La idea de ver a aquel patán arrogante elevado al puesto más alto como servidor de Ranthas me repugnaba. Incluso si hubiese estado de acuerdo con sus ideas, no habría lugar para mí en el Dominio, estando a la cabeza personas como Midian y Lachazzar.
— Sabemos que deseaba una cruzada —dijo Palatina mientras jugueteaba con una copa— Desde que frustramos sus planes se vio forzado a golpear el Archipiélago de otro modo, y la Inquisición es la mejor respuesta. Al menos para él —añadió tras un instante, observando la mirada de Ravenna.

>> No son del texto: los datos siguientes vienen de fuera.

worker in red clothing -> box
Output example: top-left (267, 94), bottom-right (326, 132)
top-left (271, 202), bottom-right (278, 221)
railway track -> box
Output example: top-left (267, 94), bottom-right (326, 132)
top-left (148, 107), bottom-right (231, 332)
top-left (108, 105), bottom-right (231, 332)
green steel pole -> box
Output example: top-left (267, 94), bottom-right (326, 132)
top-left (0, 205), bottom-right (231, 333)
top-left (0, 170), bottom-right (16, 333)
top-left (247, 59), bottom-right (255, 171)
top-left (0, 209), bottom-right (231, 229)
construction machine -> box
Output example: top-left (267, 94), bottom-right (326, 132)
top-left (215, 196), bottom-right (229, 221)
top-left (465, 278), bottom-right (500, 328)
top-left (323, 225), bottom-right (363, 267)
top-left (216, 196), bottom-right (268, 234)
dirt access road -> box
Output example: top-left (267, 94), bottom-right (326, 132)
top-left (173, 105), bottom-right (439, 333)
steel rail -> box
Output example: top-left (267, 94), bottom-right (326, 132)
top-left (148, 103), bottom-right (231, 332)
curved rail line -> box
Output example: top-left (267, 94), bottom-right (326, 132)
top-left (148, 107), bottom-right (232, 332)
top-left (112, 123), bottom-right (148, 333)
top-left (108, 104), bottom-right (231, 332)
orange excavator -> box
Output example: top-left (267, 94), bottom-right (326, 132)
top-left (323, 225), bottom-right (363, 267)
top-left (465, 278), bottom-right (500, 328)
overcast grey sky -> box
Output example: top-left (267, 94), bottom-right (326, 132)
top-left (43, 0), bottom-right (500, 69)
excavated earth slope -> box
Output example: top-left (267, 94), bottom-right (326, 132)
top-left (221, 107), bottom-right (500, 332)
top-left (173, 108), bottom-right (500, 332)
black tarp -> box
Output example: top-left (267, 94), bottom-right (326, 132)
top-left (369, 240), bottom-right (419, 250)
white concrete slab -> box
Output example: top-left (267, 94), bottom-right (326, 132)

Yo no podía imaginar siquiera todo lo que había vivido Ravenna: ver cómo su patria era abatida sistemáticamente por los sacri, que la dominaban desde la cruzada del Archipiélago, cerca de un cuarto de siglo atrás. Ella había nacido un par de años más tarde y jamás había conocido una Qalathar libre. Había heredado el título de faraona de su abuelo, que fue quemado en la hoguera durante la cruzada. Pero ese título no era para ella más que un recuerdo vacío y doloroso de todo cuanto se había perdido. En mi interior sentía compasión por ella. Ser heredero ya era de por sí algo bastante malo, según infería de mis propias experiencias, sin el hecho añadido de cargar sobre los hombros la agonía sufrida por Qalathar.
— Estamos en condiciones de ayudar —aseguró mi padre fijando los ojos en Oltan— Si logramos establecer de común acuerdo una ruta para las armas que evite el paso por Taneth y se dirija directamente al Archipiélago, podemos intentar facilitarle la huida a la gente durante la ruta de regreso.
El heredero de Canadrath pareció dudar.
— Las grandes familias deben tener cuidado de no hacer contrabando —comenzó a explicar, pero Courtiéres lo interrumpió.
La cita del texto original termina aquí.